Les moralistes français ont rempli une fonction corrective unique en occident, il ne sont pas les
gardiens de l'ordre moral, ils le remeublent, vigilants à cerner les fausses positions morales. quand
Lévi-Strauss étudient les cultures indigènes, il espérait augmenté la vigilance du répertoire des
arrangements sociaux au delà de la culture au monolithisme croissant de l'occident. De ces pratiques
de plus en plus stigmatisées par le racisme, les rites matrimoniaux, les cérémonies initiatiques, les
mythes créationnistes, Lévi-Strauss extrait des préceptes utiles à la compréhension, sinon à la
sympathie avec la logique interne de la plupart des cultures étrangères. La profonde rigueur
scientifique de ses analyses, et le respect du sujet que cela supposait, fut finalement plus utile pour
combattre le préjudice racial que le dit de grands philosophes comme Sartre. Lévi-Strauss pensait
plus juste beaucoup de penseurs politiques d'aujourd'hui, en épelant les paradoxes de ses efforts anti
discriminatoires.
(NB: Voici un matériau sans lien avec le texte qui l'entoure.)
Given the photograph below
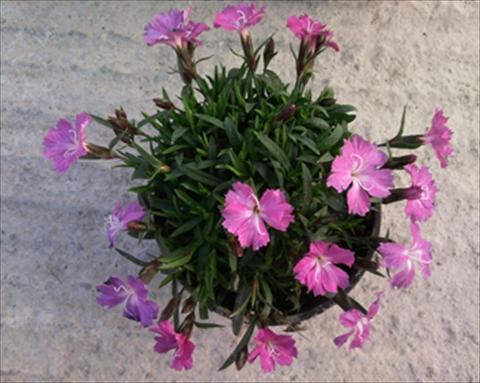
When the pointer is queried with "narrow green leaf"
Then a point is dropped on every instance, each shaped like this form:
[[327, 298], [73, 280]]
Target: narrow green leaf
[[243, 342], [307, 184], [187, 226], [131, 258], [180, 261], [211, 120], [274, 149]]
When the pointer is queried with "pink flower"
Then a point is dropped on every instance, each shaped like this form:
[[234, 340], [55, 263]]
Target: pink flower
[[421, 208], [359, 325], [399, 257], [272, 348], [360, 165], [172, 29], [309, 30], [317, 268], [133, 295], [439, 137], [120, 218], [65, 144], [238, 17], [244, 214], [171, 340]]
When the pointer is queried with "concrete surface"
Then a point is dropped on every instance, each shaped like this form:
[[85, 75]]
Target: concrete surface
[[61, 58]]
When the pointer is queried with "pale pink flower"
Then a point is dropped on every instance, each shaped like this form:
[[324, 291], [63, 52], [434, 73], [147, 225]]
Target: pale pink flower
[[422, 207], [439, 137], [120, 218], [359, 324], [173, 29], [272, 349], [239, 17], [133, 295], [171, 340], [244, 214], [308, 30], [399, 257], [317, 268], [65, 144], [360, 165]]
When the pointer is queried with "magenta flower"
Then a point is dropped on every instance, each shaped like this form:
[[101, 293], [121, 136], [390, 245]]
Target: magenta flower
[[422, 207], [360, 165], [65, 144], [272, 348], [238, 17], [359, 324], [120, 218], [172, 29], [244, 214], [133, 295], [171, 340], [439, 137], [308, 30], [317, 269], [399, 257]]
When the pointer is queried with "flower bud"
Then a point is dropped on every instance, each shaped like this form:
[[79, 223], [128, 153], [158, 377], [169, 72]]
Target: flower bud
[[407, 142], [188, 305], [241, 358], [163, 104], [413, 192], [186, 327], [400, 162], [269, 52], [99, 151], [137, 226], [147, 273], [121, 126]]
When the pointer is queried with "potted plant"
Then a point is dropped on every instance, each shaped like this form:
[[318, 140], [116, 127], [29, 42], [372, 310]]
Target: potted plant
[[265, 207]]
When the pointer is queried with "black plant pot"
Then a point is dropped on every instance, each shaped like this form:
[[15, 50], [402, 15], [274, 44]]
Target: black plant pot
[[312, 305]]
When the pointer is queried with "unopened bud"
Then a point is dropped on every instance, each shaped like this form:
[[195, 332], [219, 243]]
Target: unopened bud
[[163, 104], [188, 305], [164, 168], [148, 272], [99, 151], [121, 126], [269, 52], [286, 113], [400, 162], [413, 192], [235, 247], [137, 226], [170, 308], [407, 142], [235, 281], [241, 358], [186, 327]]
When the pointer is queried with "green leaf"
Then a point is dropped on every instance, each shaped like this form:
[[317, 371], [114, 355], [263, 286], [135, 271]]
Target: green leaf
[[177, 133], [131, 258], [274, 149], [334, 137], [243, 342], [101, 121], [179, 261], [207, 325], [187, 226], [211, 120], [241, 302], [307, 184]]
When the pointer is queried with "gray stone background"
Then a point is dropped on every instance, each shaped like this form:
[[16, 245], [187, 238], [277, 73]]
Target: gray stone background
[[61, 58]]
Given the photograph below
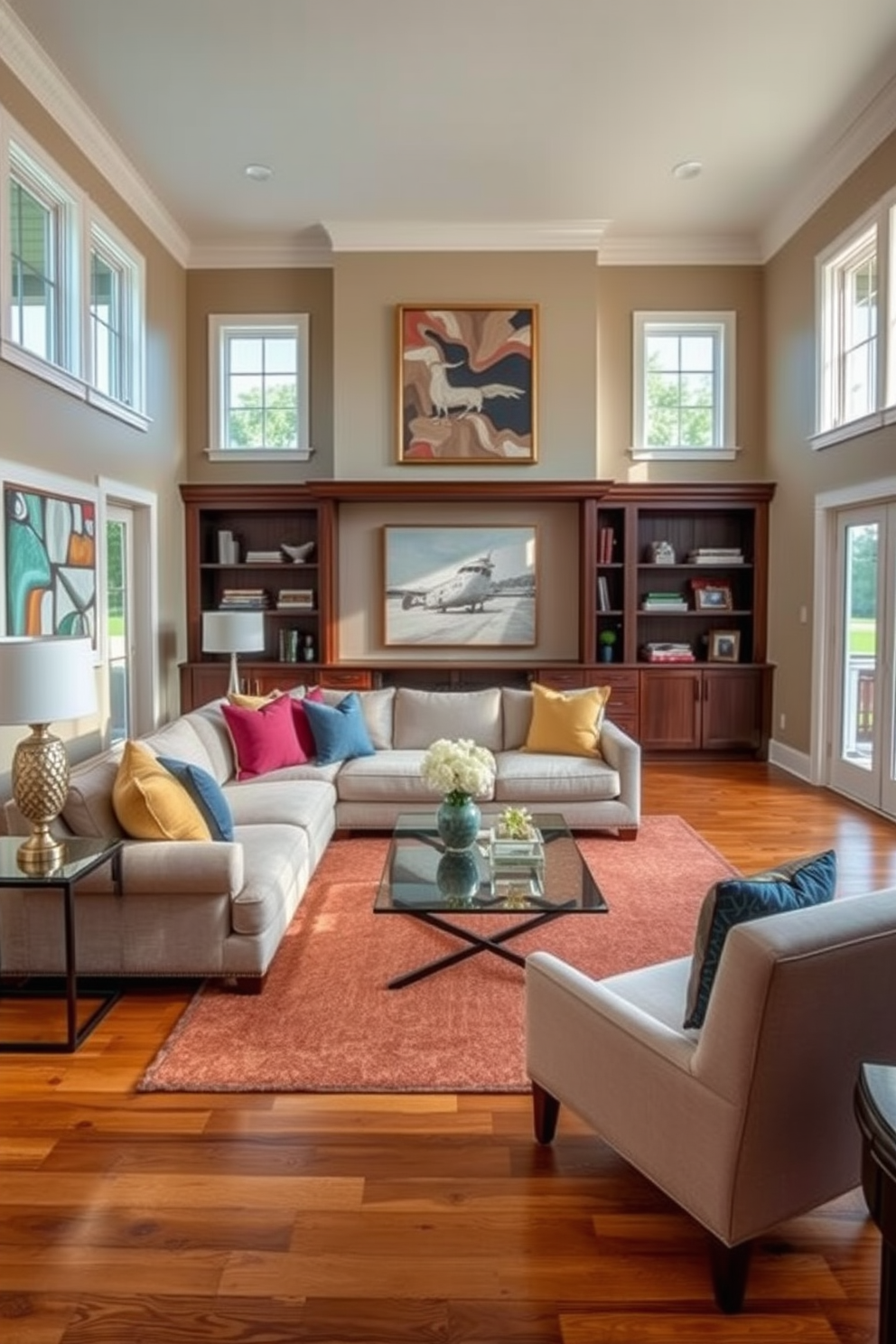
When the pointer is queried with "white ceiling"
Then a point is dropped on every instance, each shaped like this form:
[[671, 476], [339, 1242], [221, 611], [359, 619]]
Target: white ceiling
[[471, 123]]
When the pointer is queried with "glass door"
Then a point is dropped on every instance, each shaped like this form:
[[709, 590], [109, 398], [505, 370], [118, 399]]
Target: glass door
[[118, 567], [863, 758]]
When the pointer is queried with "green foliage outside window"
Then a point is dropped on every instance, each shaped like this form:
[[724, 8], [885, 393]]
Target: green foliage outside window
[[251, 424]]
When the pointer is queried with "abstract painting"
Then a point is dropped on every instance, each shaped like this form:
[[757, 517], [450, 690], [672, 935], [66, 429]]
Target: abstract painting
[[50, 559], [466, 385]]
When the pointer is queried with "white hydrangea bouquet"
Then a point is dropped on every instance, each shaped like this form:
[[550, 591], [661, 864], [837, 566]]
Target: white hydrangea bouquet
[[458, 770]]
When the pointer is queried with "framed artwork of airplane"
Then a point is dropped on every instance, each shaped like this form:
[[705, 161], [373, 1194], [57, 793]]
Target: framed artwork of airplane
[[460, 586], [466, 383]]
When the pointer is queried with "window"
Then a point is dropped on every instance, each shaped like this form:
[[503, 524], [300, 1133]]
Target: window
[[856, 320], [42, 211], [258, 386], [849, 331], [116, 319], [73, 311], [684, 386]]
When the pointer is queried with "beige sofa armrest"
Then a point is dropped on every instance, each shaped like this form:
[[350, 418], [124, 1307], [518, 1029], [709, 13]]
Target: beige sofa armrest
[[623, 754], [164, 867]]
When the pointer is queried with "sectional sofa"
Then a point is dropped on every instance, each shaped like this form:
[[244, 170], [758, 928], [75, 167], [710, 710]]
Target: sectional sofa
[[219, 908]]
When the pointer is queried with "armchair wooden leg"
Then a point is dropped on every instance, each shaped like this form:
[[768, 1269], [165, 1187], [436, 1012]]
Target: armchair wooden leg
[[730, 1266], [546, 1110]]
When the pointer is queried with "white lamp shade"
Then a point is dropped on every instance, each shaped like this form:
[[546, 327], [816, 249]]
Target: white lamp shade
[[233, 632], [46, 679]]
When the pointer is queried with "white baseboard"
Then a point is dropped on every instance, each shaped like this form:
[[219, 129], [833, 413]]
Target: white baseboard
[[796, 762]]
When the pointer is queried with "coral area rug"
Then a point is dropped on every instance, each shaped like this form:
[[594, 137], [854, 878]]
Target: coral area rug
[[325, 1021]]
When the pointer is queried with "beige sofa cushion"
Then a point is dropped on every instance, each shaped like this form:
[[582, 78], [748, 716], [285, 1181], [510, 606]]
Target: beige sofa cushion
[[516, 707], [524, 777], [424, 716], [387, 777]]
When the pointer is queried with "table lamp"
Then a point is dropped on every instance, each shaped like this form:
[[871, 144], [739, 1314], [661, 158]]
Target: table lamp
[[42, 680], [233, 632]]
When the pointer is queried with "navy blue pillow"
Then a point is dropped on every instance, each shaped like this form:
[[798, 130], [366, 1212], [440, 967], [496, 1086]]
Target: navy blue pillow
[[791, 886], [339, 730], [206, 793]]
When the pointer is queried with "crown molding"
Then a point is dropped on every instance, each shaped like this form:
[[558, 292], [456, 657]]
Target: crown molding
[[273, 254], [397, 236], [832, 167], [667, 250], [44, 81]]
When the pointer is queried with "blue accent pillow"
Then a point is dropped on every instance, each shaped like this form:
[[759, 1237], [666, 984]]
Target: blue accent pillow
[[802, 882], [339, 730], [206, 793]]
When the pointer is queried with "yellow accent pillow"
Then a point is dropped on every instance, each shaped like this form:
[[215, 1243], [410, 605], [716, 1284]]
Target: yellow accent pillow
[[567, 722], [253, 702], [151, 804]]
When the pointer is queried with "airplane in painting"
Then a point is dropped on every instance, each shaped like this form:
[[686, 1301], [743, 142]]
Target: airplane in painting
[[466, 588]]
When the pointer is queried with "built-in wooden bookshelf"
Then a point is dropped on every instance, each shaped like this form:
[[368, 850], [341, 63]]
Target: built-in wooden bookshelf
[[645, 551]]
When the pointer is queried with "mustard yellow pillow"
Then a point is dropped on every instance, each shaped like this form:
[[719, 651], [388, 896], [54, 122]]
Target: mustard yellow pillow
[[565, 722], [251, 702], [151, 804]]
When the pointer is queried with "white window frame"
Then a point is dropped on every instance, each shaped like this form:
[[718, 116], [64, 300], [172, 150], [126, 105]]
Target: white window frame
[[830, 265], [115, 249], [23, 157], [722, 327], [222, 328], [69, 369]]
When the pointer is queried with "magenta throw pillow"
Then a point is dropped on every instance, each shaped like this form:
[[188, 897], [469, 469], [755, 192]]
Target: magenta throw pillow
[[300, 721], [265, 738]]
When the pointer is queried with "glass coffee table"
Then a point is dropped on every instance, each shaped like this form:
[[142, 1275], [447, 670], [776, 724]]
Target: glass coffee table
[[422, 881]]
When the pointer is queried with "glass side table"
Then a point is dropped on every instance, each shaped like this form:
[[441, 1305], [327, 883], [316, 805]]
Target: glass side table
[[80, 858]]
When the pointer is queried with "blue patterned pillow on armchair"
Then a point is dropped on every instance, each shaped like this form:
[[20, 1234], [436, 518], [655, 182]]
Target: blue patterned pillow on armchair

La lutte contre le racisme, qui enjoint l'humanité à adopter les normes de la
civilisation globale se trouve aussi responsable de la destruction des différences culturelles, qu'elle
était sensé protéger. au fur et à mesure que les sociétés sont plus attentives à l'importance de
préserver les particularismes, leurs différences deviennent difficiles à justifier. "Quand la
communication intégrale avec l'autre est complètement réalisée," écrit-il dans"Le Regard
Éloigné"(1983) à propos des Afars,"tôt ou tard jette un sort à la fois sur sa créativité et sur la
mienne." Lévi Strauss ne cessa jamais de pleurer les sources originelles du sens esthétique et moral
en qui ne pouvait se trouver que dans les sociétés restées sourdes au reste du monde. Du moins, il
en vint à voir son travail et celui de l'anthropologie en général à nous rendre plus méfiants et plus
attentifs quand nous devrons, inévitablement, les rencontrer. Les charmes de la civilisation sont
peut-être du essentiellement aux réminiscences variées qu'ils emportent," Mais pour Lévi-Strauss
cela ne nous absout pas du devoir de les réformer. Pour ce sens réaliste des responsabilités et son
refus de nous fournir de fausses certitudes dans une époque truffée de prophètes totalitarismes, on
peut encore le lire avec beaucoup de profit.